Oracle patches serious Java flaw
Oracle has patched a major flaw in Java that had security experts warning users to delete it from their computers.
On Sunday, researchers at FireEye reported they had uncovered a serious hole in Java, with senior staff scientist Atif Mushtaq telling PC Pro that it “is a very serious issue and it needs to be addressed as soon as possible”.
While issuing a patch a few days after it being discovered may seem quick action, it was enough time for the exploit to be worked into a major malware toolkit. Plus, another research firm, Security Explorations, said it reported the vulnerability to Oracle months ago – with no response.
Find out more
FireEye reveals how it discovered the Java flaw
Oracle did not acknowledge the problem until late last night, but did reference the security reports as it rolled out an out-of-cycle upgrade to Java, ranking three of the four flaws it addressed as top-level threats.

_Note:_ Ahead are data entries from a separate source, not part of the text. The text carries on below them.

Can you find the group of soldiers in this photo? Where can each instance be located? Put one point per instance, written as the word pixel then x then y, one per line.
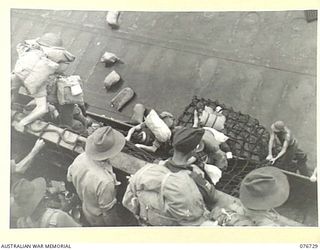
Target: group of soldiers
pixel 177 191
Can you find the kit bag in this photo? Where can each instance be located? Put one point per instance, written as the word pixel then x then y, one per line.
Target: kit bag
pixel 70 90
pixel 157 126
pixel 159 197
pixel 33 68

“Due to the high severity of these vulnerabilities, Oracle recommends that customers apply this Security Alert as soon as possible,” software security assurance director Eric Maurice said in a Oracle blog post. “Furthermore, note that the technical details of these vulnerabilities are widely available on the internet and Oracle has received external reports that these vulnerabilities are being actively exploited in the wild.”

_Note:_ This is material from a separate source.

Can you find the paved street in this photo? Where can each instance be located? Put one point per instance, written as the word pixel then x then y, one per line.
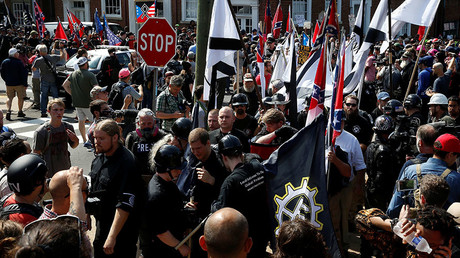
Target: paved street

Chester Wisniewski, senior security advisor at Sophos, noted that the update also included patches for previously unknown flaws, suggesting those vulnerabilities may also already be in use by hackers.

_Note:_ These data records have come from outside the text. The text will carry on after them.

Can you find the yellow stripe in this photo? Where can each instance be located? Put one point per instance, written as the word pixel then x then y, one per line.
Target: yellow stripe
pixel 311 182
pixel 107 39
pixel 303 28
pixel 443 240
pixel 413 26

“The good news is customers who require Java in their environments can now deploy an official fix and proceed with less risk,” he added in a blog post. “The bad news is one of the fixes they shipped out affects Java 6, so everyone needs to patch, not just those who were running Java 7.”
He added that it’s still a wise move to delete Java from your machine, if you don’t actually use it. “If you can get by without it, you should,” Wisniewski said. “That is true for any application that interfaces with the internet. Fewer programs means fewer vulnerabilities.”